Depending on your role and what stage of the conference it is, you can see different things. If people submit a paper, a paper has a title, it has authors, it has a body. The authors are something that’s very sensitive potentially. There’s in-reviewing. There’s something called blinding. Most conferences, how they choose to run it in our field is there’s either single blind, which is the reviewers can see the author identities, but the authors can’t see the reviewer identities, or there’s double blind, which is neither the authors nor the reviewers can see who each other are.
There are policies about when authors and reviewers can see each other’s identities. There are also policies about when reviewers can see other people’s reviews. You can imagine, if one person reviews a paper favorably, or unfavorably, it can affect other people’s opinions. Many of these conferences have a policy that says that while you can’t see other people’s reviews until you’ve submitted your reviews, and maybe you can’t even see who the other reviewers are until some stage in the conference to preserve some kind of notion of fairness.
You have policies about who can see reviewer’s identities, and which reviews can be seen. Also, authors might not be able to see the reviews until a certain date where they’ve discussed all the reviews and now they’re allowed to be released, et cetera. These are all the sorts of policies that go into a conference management system.
[0:21:04.4] ES: What was it like using Jeeves who established these policies for this web application?

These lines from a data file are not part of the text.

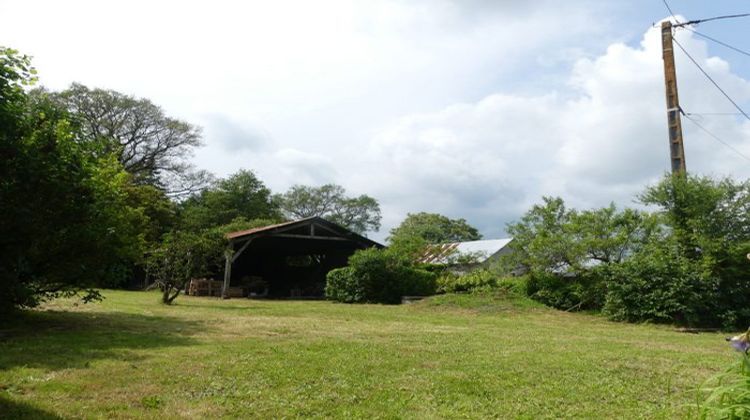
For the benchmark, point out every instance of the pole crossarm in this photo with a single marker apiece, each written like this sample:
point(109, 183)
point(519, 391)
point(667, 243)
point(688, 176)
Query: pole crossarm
point(674, 121)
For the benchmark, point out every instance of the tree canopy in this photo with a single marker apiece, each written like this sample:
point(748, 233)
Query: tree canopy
point(241, 195)
point(150, 145)
point(434, 228)
point(359, 214)
point(66, 223)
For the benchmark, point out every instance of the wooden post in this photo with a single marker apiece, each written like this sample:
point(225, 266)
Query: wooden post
point(674, 123)
point(230, 256)
point(227, 275)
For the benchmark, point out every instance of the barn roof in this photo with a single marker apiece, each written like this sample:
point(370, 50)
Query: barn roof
point(319, 228)
point(480, 251)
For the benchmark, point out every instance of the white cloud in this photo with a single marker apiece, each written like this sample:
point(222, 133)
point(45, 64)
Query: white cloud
point(602, 139)
point(469, 108)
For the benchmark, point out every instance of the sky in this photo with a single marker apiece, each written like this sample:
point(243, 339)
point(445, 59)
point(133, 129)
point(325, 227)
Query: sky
point(474, 109)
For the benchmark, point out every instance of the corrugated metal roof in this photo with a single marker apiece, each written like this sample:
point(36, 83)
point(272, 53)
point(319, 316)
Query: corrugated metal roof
point(480, 251)
point(340, 231)
point(237, 234)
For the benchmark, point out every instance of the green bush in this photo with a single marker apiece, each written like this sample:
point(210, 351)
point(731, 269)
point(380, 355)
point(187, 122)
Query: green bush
point(452, 283)
point(727, 396)
point(378, 276)
point(660, 285)
point(419, 282)
point(573, 292)
point(515, 285)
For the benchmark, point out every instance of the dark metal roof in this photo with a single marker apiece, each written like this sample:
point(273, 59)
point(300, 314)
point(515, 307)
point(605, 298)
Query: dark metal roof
point(330, 228)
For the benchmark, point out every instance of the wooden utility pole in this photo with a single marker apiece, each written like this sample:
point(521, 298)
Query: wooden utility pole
point(674, 122)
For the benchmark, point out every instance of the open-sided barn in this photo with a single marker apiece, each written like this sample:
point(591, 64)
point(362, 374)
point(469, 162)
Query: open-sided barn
point(288, 259)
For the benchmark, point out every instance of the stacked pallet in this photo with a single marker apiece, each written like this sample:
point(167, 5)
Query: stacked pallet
point(205, 287)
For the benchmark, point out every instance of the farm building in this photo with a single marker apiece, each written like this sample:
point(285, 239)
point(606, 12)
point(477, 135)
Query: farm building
point(288, 259)
point(467, 256)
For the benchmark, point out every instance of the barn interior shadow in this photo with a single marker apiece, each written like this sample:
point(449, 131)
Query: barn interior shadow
point(61, 340)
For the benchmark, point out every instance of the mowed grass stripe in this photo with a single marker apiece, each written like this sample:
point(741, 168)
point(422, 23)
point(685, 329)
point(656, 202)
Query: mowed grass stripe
point(451, 356)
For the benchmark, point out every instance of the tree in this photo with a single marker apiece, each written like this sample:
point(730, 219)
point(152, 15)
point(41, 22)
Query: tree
point(568, 254)
point(434, 228)
point(709, 223)
point(65, 225)
point(181, 257)
point(359, 214)
point(150, 145)
point(242, 195)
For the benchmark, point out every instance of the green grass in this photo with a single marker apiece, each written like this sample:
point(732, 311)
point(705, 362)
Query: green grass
point(450, 356)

[0:21:11.0] JY: It was fairly straightforward using Jeeves. The nice thing that we showed was if you use Jeeves, you can write the policies once instead of as checks across the entire program, and so you just write it once. Then, when you’re doing search — There are some examples of when — Of leaks that have happened in these conference management systems. Many of them include the search interface.
If you go to your paper directly, you can’t see — If you’re the author. You can’t see necessarily, “This reviewer said this,” or, “I think they’re going to accept the paper,” or something like that. If you go the search and you say, “I want to search for all the papers that have been accepted.” I think that’s actually an actual bug that’s happened before. You can use that if your paper has been accepted, or you go to your search and then you say, “I want to sort the papers by score,” and maybe you can’t see the score of your paper directly, but somehow the sorting function could have seen your paper, your paper score, and then you can infer the relative scoring of your paper based on that.

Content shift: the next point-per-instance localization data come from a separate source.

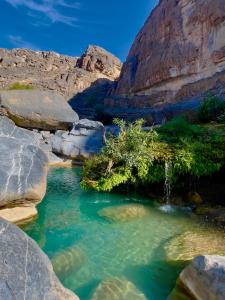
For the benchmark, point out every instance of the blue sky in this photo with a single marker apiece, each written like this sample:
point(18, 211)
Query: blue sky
point(69, 26)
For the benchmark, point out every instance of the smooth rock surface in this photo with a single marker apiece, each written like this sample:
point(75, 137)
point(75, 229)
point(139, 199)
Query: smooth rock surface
point(204, 278)
point(81, 143)
point(26, 272)
point(67, 260)
point(117, 289)
point(23, 166)
point(186, 246)
point(124, 213)
point(38, 109)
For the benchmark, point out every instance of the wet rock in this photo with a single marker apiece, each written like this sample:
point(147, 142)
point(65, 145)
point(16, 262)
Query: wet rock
point(68, 260)
point(23, 166)
point(190, 244)
point(124, 213)
point(204, 278)
point(37, 109)
point(215, 214)
point(26, 272)
point(81, 143)
point(117, 288)
point(194, 198)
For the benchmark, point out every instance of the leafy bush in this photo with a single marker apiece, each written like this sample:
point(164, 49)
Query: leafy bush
point(138, 157)
point(211, 109)
point(19, 86)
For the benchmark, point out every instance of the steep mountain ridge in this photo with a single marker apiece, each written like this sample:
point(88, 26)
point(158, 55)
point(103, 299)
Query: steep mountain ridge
point(178, 55)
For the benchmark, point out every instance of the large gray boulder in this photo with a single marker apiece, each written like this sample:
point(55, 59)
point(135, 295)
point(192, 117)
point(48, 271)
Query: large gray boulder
point(38, 109)
point(23, 166)
point(26, 272)
point(204, 278)
point(84, 141)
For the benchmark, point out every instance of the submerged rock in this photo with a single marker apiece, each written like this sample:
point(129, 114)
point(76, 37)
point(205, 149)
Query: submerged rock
point(23, 166)
point(204, 278)
point(26, 272)
point(124, 213)
point(190, 244)
point(117, 289)
point(38, 109)
point(68, 260)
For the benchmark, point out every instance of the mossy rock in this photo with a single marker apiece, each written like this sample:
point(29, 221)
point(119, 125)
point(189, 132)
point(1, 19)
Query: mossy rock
point(190, 244)
point(117, 289)
point(124, 213)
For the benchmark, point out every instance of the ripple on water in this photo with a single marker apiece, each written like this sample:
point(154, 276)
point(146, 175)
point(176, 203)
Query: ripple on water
point(93, 237)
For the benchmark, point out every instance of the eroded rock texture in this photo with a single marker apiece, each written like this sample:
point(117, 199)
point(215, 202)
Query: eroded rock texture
point(204, 278)
point(26, 272)
point(38, 109)
point(178, 55)
point(23, 166)
point(93, 74)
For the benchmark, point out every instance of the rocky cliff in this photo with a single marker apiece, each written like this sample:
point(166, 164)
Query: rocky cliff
point(66, 75)
point(178, 54)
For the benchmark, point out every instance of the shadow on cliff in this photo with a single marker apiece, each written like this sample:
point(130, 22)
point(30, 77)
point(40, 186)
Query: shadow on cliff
point(90, 103)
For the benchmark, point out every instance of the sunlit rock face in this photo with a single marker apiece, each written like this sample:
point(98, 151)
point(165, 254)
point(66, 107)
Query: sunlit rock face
point(178, 54)
point(23, 166)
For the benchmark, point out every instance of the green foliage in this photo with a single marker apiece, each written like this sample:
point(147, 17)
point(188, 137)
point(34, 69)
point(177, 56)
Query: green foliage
point(19, 86)
point(137, 157)
point(211, 109)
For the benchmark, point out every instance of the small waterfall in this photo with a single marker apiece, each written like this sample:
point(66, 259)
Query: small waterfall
point(168, 183)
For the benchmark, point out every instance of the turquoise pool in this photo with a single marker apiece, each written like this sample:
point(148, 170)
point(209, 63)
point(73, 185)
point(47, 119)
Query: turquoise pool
point(86, 247)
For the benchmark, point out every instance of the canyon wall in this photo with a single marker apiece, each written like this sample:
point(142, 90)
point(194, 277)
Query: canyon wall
point(178, 55)
point(94, 72)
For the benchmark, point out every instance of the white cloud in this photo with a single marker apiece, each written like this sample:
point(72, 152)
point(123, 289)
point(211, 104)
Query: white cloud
point(50, 9)
point(18, 42)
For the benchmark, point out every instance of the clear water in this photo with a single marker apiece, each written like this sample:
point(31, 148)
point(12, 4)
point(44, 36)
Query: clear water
point(69, 219)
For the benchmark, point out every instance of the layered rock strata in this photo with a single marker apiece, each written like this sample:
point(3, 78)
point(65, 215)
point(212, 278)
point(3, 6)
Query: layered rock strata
point(178, 55)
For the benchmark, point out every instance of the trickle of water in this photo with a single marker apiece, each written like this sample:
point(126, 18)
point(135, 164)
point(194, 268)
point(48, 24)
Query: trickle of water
point(168, 183)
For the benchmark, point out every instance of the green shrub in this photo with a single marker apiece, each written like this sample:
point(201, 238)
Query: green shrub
point(137, 157)
point(19, 86)
point(211, 109)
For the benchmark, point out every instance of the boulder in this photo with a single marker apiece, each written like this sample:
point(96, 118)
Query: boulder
point(124, 213)
point(38, 109)
point(117, 289)
point(204, 278)
point(84, 141)
point(26, 272)
point(68, 260)
point(23, 166)
point(186, 246)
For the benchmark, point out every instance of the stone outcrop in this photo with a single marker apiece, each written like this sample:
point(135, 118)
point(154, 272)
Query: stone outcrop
point(93, 73)
point(178, 55)
point(23, 166)
point(97, 59)
point(38, 109)
point(186, 246)
point(85, 140)
point(204, 278)
point(26, 272)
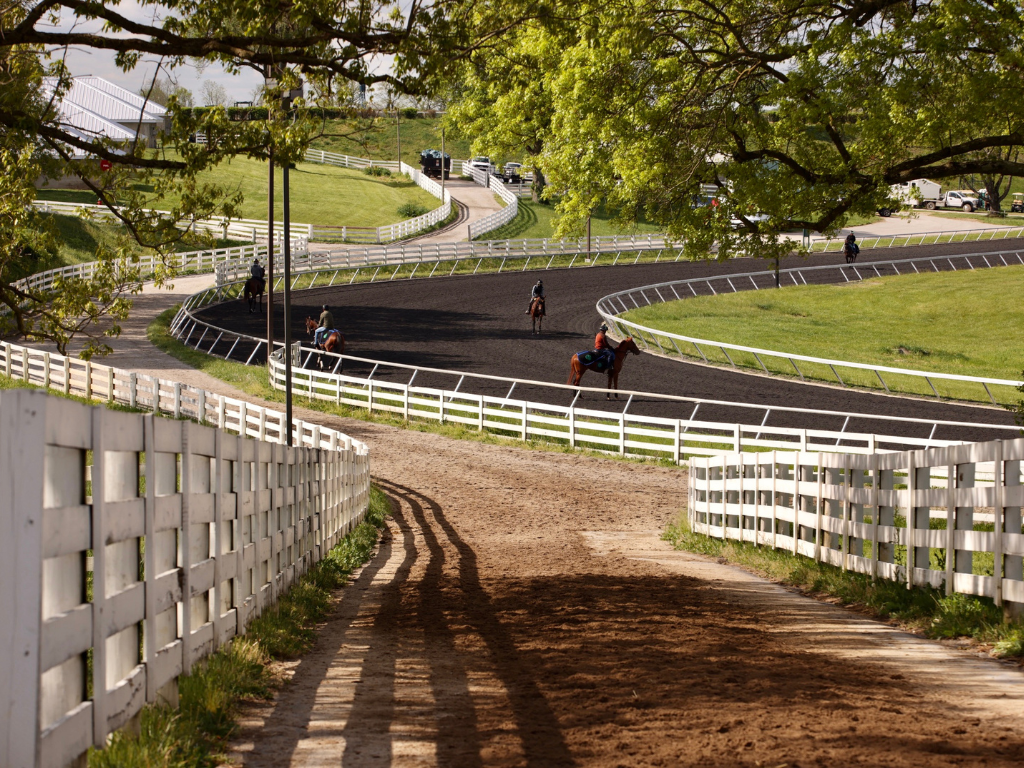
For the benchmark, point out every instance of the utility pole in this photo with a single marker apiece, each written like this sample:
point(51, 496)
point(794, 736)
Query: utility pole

All of that, you don’t really have to worry about if you use Jeeves.Because we were actively developing Jeeves at the time, the bigger problem for us was actually getting everything to work and run out of memory and things like that, because we were doing this very expensive dynamic rewriting of our program and exploring all possible program pads and all these stuff. For the policies, it was fine. It was more — When you’re building a research language and you’re saying, “Okay. We’ll just do the most expensive thing for now to show that our language works conceptually.” Sometimes you can’t do that if you’re trying to do something for real.
A big thing we realized was, “Well, the semantics of the language are great, because you have these guarantees of correctness.” In practice, you really don’t want to be exploring all your programs pads, and you want to find ways to decrease that and that kind of thing. That was where we ended up spending most of our time.
[0:23:06.8] ES: What about the database for this application?
[0:23:10.8] JY: Yeah, that’s an excellent question. In building the conference management system for the first time, I had a big realization which was, “Oh shoot! Up until now we’ve been thinking about security and privacy only in the runtime layer, essentially, because if we’re doing things at the “language level” we’re really only thinking about a small part of a web application. There’s also the front-end. There’s also the entire database. What I realized then was the database is a huge gaping hole. You put your policies alongside your data.
Really, where your data is being stored is the database. If you want to use the database for any queries at all, those are not managed at all by Jeeves. That’s what motivated a few years of work on the Jacqueline Web Framework in which we extended the computational model of Jeeves to a SQL database, and we looked at — This is how you enforce policies across the application and database, and this is how you can get this idea to work for real.
[0:24:13.0] ES: This is great, because by working on a real world application, even if it was small, you found downsides for the current implementation such as performance and thinking about the pipeline from a web application perspective. This makes me think about what it takes to take a concept from research and academia to the industry and the barriers for industry adoption. Why is it so slow to incorporate research into the industry?
[0:24:53.1] JY: I think there are a few reasons why it’s so slow. One thing is that even our work on Jacqueline which involved extending the programming model to the database, it took a really longtime for people to see that it was useful, because, I think, for a while we didn’t know exactly how to articulate this as an interesting research result even though it was. Two; people kept saying, “You did Jeeves already, how is this different?”
Part of it was just we needed to formulate the problem in a way that was interesting to people, but I think that academia also does not necessarily reward work on taking your idea and building a system out of it, because it’s easy to say, “Oh! This is just engineering.” Yes, a lot of work is potentially just engineering. It takes longer, potentially, to figure out what’s interesting about it.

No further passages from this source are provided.